Kaki

Knallige Frucht

Es soll Menschen geben, die noch nie eine Kaki probiert haben. In ihrer Heimat in China hingegen hat die Frucht einen ähnlichen Stellenwert wie bei uns der Apfel. Sie gehört dort zu den ältesten Kulturpflanzen.
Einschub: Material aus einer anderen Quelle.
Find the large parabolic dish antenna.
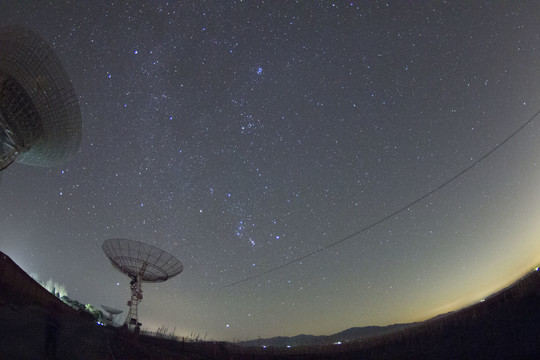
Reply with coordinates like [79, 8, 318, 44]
[0, 26, 82, 171]
[101, 238, 184, 329]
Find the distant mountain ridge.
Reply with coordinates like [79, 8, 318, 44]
[239, 323, 418, 347]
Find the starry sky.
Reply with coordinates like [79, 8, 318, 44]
[0, 0, 540, 341]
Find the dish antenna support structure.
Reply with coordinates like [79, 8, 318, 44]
[101, 238, 184, 332]
[101, 305, 124, 326]
[0, 26, 82, 171]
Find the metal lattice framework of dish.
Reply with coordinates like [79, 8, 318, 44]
[0, 26, 82, 171]
[101, 238, 184, 330]
[101, 305, 124, 326]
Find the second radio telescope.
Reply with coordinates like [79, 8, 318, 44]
[101, 238, 184, 330]
[0, 26, 82, 171]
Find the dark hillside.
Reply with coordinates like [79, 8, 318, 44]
[0, 253, 540, 360]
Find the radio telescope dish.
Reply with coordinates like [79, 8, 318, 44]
[0, 26, 82, 171]
[101, 238, 184, 330]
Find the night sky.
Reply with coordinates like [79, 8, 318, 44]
[0, 1, 540, 341]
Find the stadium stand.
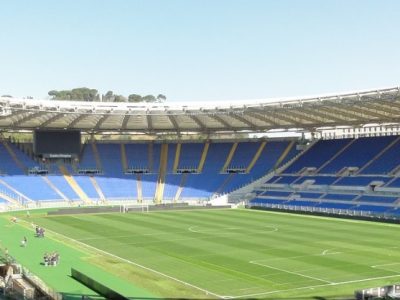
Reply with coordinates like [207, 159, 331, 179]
[250, 136, 400, 215]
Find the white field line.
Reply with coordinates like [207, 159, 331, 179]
[188, 225, 279, 234]
[371, 262, 400, 269]
[245, 209, 399, 230]
[21, 219, 231, 299]
[77, 225, 278, 241]
[188, 226, 240, 234]
[233, 274, 400, 299]
[249, 261, 334, 284]
[321, 249, 342, 255]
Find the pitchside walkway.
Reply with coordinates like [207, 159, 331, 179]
[0, 215, 153, 300]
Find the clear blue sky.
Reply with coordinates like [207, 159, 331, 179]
[0, 0, 400, 101]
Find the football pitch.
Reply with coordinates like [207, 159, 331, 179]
[34, 209, 400, 299]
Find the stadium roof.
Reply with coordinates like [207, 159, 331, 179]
[0, 87, 400, 133]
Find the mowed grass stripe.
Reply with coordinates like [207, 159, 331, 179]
[32, 210, 399, 296]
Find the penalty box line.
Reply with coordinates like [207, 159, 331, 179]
[233, 274, 400, 299]
[19, 221, 228, 299]
[249, 261, 335, 284]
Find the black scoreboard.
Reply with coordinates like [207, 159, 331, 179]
[33, 130, 81, 158]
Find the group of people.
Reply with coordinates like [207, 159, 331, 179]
[35, 225, 45, 237]
[43, 252, 60, 267]
[21, 236, 28, 247]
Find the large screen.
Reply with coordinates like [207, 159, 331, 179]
[33, 130, 81, 157]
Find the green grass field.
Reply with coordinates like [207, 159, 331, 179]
[21, 209, 400, 299]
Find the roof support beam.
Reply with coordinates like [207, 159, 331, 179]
[321, 106, 362, 120]
[121, 115, 131, 130]
[13, 111, 46, 127]
[309, 106, 354, 123]
[187, 114, 207, 131]
[273, 111, 306, 127]
[0, 110, 29, 119]
[39, 113, 64, 128]
[364, 102, 398, 117]
[229, 113, 257, 130]
[208, 115, 232, 128]
[351, 106, 388, 119]
[67, 114, 88, 129]
[93, 115, 110, 130]
[168, 115, 180, 133]
[146, 114, 153, 131]
[284, 108, 324, 124]
[246, 112, 280, 126]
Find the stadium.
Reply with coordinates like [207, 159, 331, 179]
[0, 87, 400, 299]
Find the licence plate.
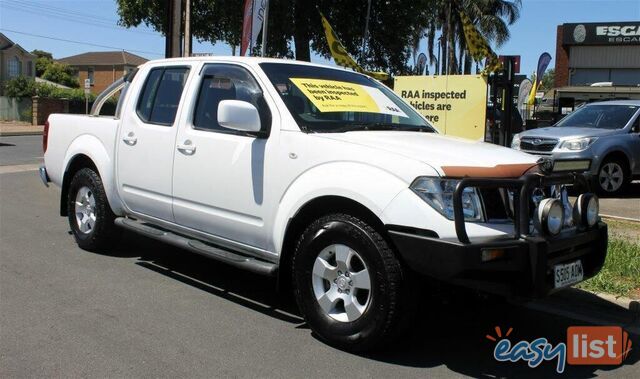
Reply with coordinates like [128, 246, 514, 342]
[553, 260, 584, 288]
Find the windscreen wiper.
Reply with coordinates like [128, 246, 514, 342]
[331, 122, 433, 133]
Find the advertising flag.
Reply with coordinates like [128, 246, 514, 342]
[240, 0, 269, 56]
[460, 11, 502, 74]
[320, 12, 389, 80]
[416, 53, 427, 75]
[527, 53, 551, 105]
[240, 0, 253, 56]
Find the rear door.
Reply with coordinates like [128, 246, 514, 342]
[116, 65, 190, 221]
[173, 63, 275, 248]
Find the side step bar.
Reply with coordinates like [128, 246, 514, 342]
[115, 217, 278, 276]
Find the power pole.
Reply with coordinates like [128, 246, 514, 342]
[360, 0, 371, 63]
[164, 1, 173, 58]
[254, 0, 269, 57]
[171, 0, 182, 58]
[182, 0, 191, 57]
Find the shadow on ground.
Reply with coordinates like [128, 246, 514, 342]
[102, 232, 640, 378]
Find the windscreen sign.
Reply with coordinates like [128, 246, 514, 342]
[291, 78, 407, 117]
[393, 75, 487, 140]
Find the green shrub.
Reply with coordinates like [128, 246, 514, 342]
[4, 75, 36, 99]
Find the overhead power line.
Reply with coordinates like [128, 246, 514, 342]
[0, 28, 164, 56]
[1, 0, 158, 36]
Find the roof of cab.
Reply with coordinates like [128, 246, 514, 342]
[145, 56, 350, 73]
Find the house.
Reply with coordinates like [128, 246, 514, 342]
[0, 33, 36, 95]
[58, 51, 147, 94]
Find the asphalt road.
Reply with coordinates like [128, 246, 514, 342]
[0, 135, 640, 378]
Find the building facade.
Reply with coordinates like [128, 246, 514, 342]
[58, 51, 147, 94]
[0, 33, 36, 95]
[555, 22, 640, 87]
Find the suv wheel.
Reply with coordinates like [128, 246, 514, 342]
[67, 168, 118, 251]
[293, 214, 415, 351]
[596, 159, 627, 195]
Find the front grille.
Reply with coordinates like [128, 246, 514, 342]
[520, 137, 558, 152]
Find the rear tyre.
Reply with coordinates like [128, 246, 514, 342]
[292, 214, 417, 351]
[594, 158, 629, 195]
[67, 168, 119, 251]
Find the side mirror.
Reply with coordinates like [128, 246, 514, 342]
[218, 100, 260, 133]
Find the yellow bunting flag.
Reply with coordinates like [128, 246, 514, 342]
[460, 11, 502, 74]
[320, 12, 389, 80]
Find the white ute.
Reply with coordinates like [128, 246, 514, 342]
[40, 57, 607, 350]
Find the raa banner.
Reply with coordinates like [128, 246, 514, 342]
[320, 12, 389, 80]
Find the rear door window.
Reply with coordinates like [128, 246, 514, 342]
[136, 67, 189, 126]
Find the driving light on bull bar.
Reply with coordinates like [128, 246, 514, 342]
[573, 193, 600, 227]
[411, 176, 483, 221]
[533, 198, 564, 235]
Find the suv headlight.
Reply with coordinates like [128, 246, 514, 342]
[511, 134, 520, 150]
[558, 137, 596, 151]
[411, 176, 484, 221]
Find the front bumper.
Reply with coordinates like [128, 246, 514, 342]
[389, 222, 607, 298]
[388, 173, 608, 298]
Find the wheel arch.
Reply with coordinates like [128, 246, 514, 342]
[278, 195, 386, 290]
[60, 134, 123, 216]
[598, 150, 631, 177]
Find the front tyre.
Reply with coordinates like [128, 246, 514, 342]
[293, 214, 416, 351]
[67, 168, 117, 251]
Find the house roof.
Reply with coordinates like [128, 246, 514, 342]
[0, 33, 35, 57]
[58, 50, 148, 66]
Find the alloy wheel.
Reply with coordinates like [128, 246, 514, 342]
[598, 162, 624, 192]
[311, 244, 371, 322]
[74, 186, 96, 234]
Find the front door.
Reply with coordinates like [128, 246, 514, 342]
[173, 63, 272, 248]
[116, 66, 189, 221]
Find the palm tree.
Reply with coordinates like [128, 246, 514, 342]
[424, 0, 522, 74]
[456, 0, 522, 74]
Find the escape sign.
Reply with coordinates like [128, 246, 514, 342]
[291, 78, 407, 117]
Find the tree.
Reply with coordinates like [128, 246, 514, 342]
[425, 0, 522, 74]
[41, 62, 80, 88]
[4, 75, 36, 99]
[540, 68, 556, 91]
[31, 50, 53, 77]
[117, 0, 434, 73]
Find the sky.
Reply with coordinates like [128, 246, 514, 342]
[0, 0, 640, 74]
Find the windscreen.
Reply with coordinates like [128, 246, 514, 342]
[260, 63, 434, 133]
[556, 104, 639, 129]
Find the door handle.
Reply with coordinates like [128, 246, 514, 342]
[177, 140, 196, 155]
[122, 132, 138, 146]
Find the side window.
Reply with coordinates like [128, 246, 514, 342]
[193, 64, 271, 133]
[136, 67, 189, 126]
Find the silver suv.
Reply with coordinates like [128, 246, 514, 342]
[511, 100, 640, 195]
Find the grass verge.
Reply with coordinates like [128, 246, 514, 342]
[579, 220, 640, 299]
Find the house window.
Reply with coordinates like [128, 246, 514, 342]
[87, 67, 94, 84]
[7, 57, 22, 78]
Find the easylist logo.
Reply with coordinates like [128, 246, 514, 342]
[596, 25, 640, 43]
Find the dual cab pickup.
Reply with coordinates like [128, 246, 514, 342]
[40, 57, 607, 350]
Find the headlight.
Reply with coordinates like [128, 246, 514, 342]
[511, 134, 520, 150]
[411, 177, 483, 221]
[558, 137, 596, 151]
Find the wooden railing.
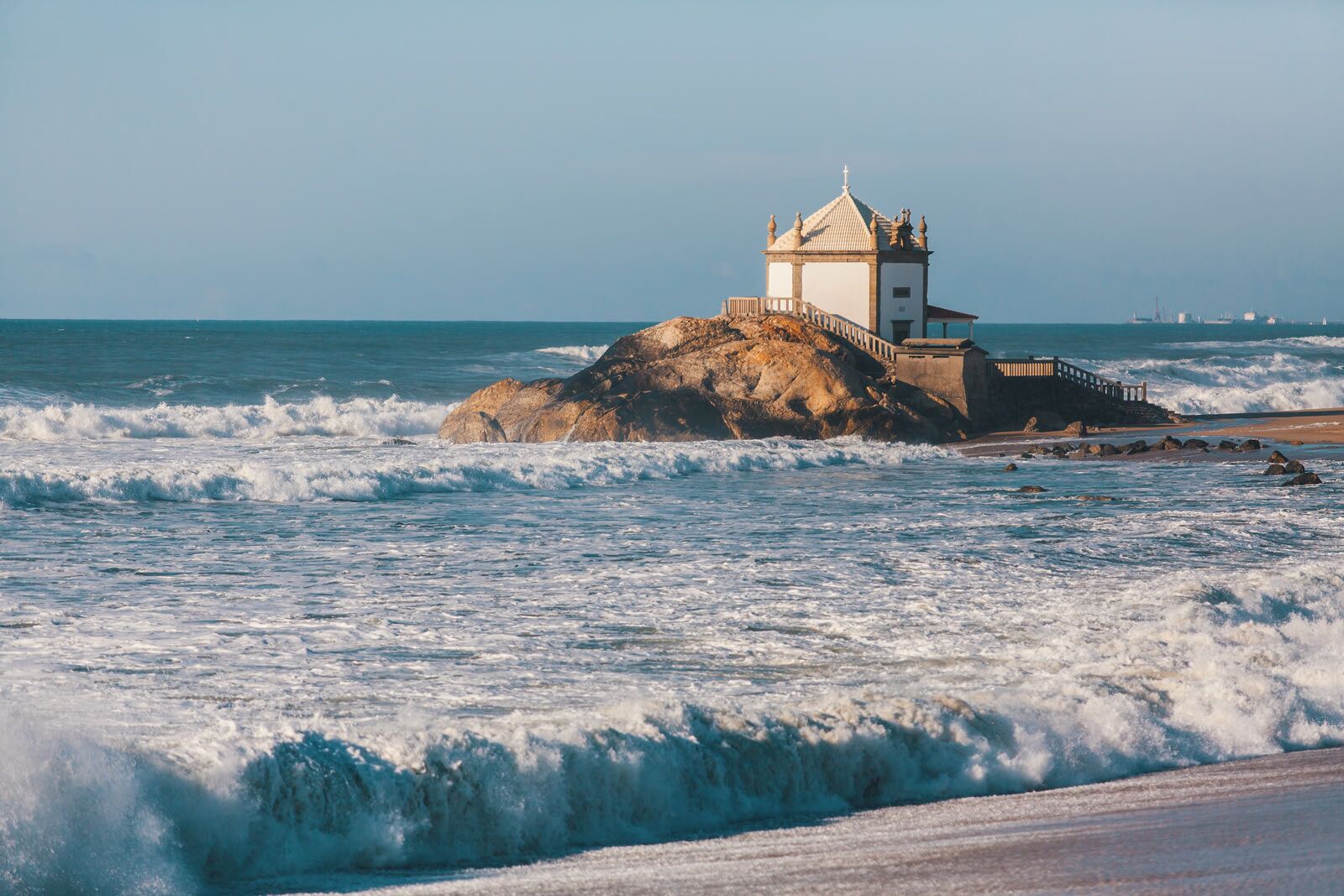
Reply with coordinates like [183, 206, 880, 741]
[723, 296, 1147, 401]
[723, 296, 900, 361]
[990, 358, 1147, 401]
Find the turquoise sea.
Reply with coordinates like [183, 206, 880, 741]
[0, 321, 1344, 893]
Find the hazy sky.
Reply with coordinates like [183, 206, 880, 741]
[0, 0, 1344, 321]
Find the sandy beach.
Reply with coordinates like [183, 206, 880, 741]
[317, 748, 1344, 896]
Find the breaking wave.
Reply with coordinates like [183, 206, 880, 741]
[1089, 354, 1344, 414]
[0, 438, 949, 506]
[1164, 336, 1344, 349]
[0, 396, 453, 442]
[536, 345, 610, 364]
[0, 569, 1344, 893]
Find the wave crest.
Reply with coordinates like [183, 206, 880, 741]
[0, 569, 1344, 892]
[0, 396, 453, 442]
[0, 438, 949, 506]
[536, 345, 612, 364]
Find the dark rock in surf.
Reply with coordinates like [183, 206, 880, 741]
[1021, 411, 1064, 432]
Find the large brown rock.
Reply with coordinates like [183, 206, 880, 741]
[438, 316, 969, 442]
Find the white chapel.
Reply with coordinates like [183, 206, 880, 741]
[764, 166, 977, 343]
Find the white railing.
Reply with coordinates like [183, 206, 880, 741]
[990, 358, 1147, 401]
[723, 296, 900, 361]
[723, 296, 1147, 403]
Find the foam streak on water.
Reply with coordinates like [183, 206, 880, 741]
[0, 322, 1344, 893]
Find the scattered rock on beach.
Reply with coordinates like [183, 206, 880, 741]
[1021, 411, 1064, 432]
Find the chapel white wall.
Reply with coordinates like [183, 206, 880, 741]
[878, 262, 925, 338]
[802, 262, 869, 327]
[764, 262, 793, 298]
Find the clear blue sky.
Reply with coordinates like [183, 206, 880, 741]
[0, 0, 1344, 321]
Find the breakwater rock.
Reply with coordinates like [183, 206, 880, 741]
[438, 316, 970, 442]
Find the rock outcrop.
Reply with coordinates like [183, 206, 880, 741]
[438, 316, 970, 442]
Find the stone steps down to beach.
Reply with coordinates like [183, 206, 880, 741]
[439, 314, 1167, 442]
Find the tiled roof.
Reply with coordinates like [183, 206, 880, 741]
[929, 305, 979, 321]
[768, 190, 892, 253]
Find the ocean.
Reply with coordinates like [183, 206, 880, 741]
[0, 321, 1344, 893]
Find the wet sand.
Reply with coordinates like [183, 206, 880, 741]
[317, 748, 1344, 896]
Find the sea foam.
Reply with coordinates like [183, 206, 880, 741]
[536, 345, 610, 364]
[0, 438, 949, 506]
[0, 396, 453, 442]
[0, 564, 1344, 892]
[1091, 354, 1344, 414]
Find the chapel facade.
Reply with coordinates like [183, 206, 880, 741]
[764, 168, 976, 344]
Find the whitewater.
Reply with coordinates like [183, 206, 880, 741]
[0, 321, 1344, 893]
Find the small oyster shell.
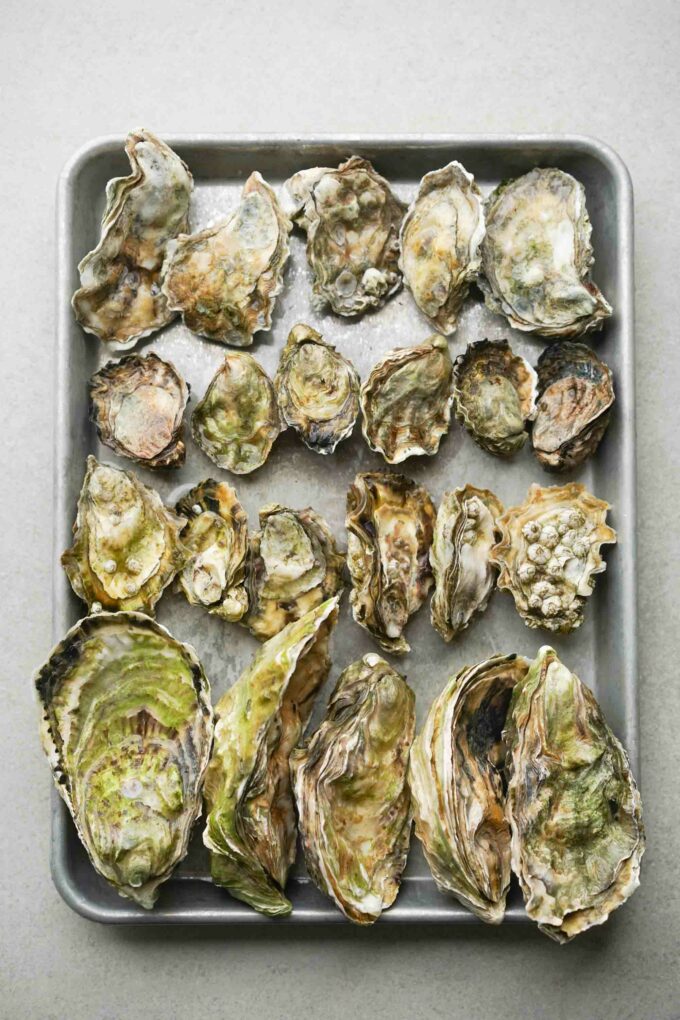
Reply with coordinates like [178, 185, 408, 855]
[347, 471, 435, 655]
[490, 481, 616, 633]
[430, 485, 503, 641]
[274, 322, 359, 454]
[505, 647, 644, 942]
[175, 478, 248, 623]
[291, 654, 416, 924]
[399, 160, 484, 335]
[192, 351, 281, 474]
[361, 334, 454, 464]
[479, 168, 612, 339]
[409, 655, 529, 924]
[283, 156, 406, 315]
[72, 130, 194, 347]
[61, 457, 187, 615]
[162, 172, 293, 347]
[531, 342, 614, 471]
[454, 340, 536, 457]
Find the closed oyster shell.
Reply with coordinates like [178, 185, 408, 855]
[72, 129, 194, 347]
[361, 334, 454, 464]
[347, 471, 435, 655]
[291, 654, 416, 924]
[505, 646, 644, 942]
[35, 613, 212, 909]
[479, 167, 612, 339]
[490, 481, 616, 633]
[162, 172, 293, 347]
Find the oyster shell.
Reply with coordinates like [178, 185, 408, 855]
[203, 596, 338, 917]
[430, 485, 503, 641]
[531, 341, 614, 471]
[175, 478, 248, 623]
[283, 156, 406, 315]
[454, 340, 536, 457]
[505, 647, 644, 942]
[361, 334, 454, 464]
[192, 351, 281, 474]
[490, 481, 616, 633]
[35, 613, 212, 909]
[243, 503, 345, 641]
[347, 471, 435, 655]
[409, 655, 529, 924]
[72, 130, 194, 347]
[479, 167, 612, 339]
[162, 172, 293, 347]
[61, 457, 187, 615]
[274, 322, 359, 454]
[291, 654, 416, 924]
[90, 353, 189, 468]
[399, 160, 484, 335]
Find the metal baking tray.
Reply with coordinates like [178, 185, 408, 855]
[53, 135, 638, 926]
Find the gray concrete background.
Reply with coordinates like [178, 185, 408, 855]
[0, 0, 680, 1020]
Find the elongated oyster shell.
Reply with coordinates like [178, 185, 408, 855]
[243, 503, 345, 641]
[175, 478, 248, 623]
[430, 485, 503, 641]
[72, 130, 194, 347]
[291, 654, 416, 924]
[409, 655, 529, 924]
[505, 646, 644, 942]
[454, 340, 536, 457]
[90, 353, 189, 467]
[347, 471, 435, 655]
[283, 156, 406, 315]
[162, 172, 293, 347]
[192, 351, 281, 474]
[35, 613, 212, 908]
[531, 341, 614, 471]
[203, 596, 338, 917]
[274, 322, 359, 454]
[490, 481, 616, 633]
[61, 457, 187, 615]
[399, 160, 484, 334]
[479, 168, 612, 338]
[361, 334, 454, 464]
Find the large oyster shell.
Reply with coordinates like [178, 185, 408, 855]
[291, 654, 416, 924]
[72, 129, 194, 347]
[162, 172, 293, 347]
[479, 167, 612, 338]
[35, 613, 212, 908]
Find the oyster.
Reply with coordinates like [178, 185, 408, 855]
[192, 351, 281, 474]
[479, 168, 612, 339]
[243, 503, 345, 641]
[291, 654, 416, 924]
[283, 156, 406, 315]
[400, 160, 484, 334]
[531, 341, 614, 471]
[430, 485, 503, 641]
[175, 478, 248, 623]
[90, 353, 189, 467]
[347, 471, 435, 655]
[203, 596, 338, 917]
[505, 647, 644, 942]
[409, 655, 529, 924]
[162, 172, 293, 347]
[361, 334, 454, 464]
[61, 457, 187, 615]
[35, 613, 212, 908]
[454, 340, 536, 457]
[490, 481, 616, 633]
[274, 322, 359, 454]
[72, 130, 194, 347]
Der Name Kaki kann erst einmal verwirren. Schließlich geht es dabei nicht um eine erdfarbene Frucht in Tarntönen. Ganz im Gegenteil. Sie kommt knallorange daher und glänzt außerdem noch. Einleuchtender mag im Vergleich dazu ihr wissenschaftlicher Name klingen: Diospyros. Das ist dem Griechischen entlehnt und heißt „Götterspeise“. Dieser Name führt allerdings alle diejenigen in die Irre, die bei Götterspeise an den roten, grünen oder auch gelben Nachtisch denken, mancherorts auch Wackelpudding genannt. Wie auch immer: Die Kaki ist eine leckere und vor allem gesunde Bereicherung des herbstlichen und winterlichen Obstangebots.

Die gesunde Südfrucht
Kakis enthalten relativ viel Fruchtzucker und sind damit schnelle und gute Energiespender. Sie sind leicht  verdaulich und bringen nur mäßig viel Säure mit. Auch empfindliche Mägen vertragen sie meist gut. Kakis können im Speiseplan von Kleinkindern eine exotische Alternative zu Möhren und Bananen sein. Allerdings nur, wenn die Früchte schön reif sind. Unreife Kakis besitzen noch viel herbes Tannin. Das ist ein pflanzlicher Gerbstoff, der leicht bitter schmeckt und auf der Zunge einen rauen, pelzigen Geschmack hinterlässt. In reifen Früchten ist das Tannin abgebaut.

Exotisch bunt
Wem die Kaki zu mild ist, der kann mit einem Spritzer Zitrone oder Orange dem Aroma auf die Sprünge helfen. Die Früchte sind knallig wie das Herbstlaub und bringen einen Hauch Exotik an grauen Tagen. Sie passen gut zu Salaten mit Roter Bete, Kohl und Möhren, bereichern den Smoothie und geben Suppen eine besondere Note. Püriert sind sie eine leckere Soßenzutat für Fleisch und Geflügel und brillieren in Süßspeisen.

Tipps

Wie eine Tomate
Gibt die Kaki auf leichten Druck nach wie eine Tomate, dann ist sie reif und optimal zum Genießen.

Mit oder ohne?
Wer mag, isst die Kaki mit Schale. Alle anderen schälen die Frucht oder löffeln sie aus wie eine Kiwi.

Nachreifen lassen
Noch feste Kaki am besten einige Tage bei Zimmertemperatur nachreifen lassen, damit sie schön süß werden.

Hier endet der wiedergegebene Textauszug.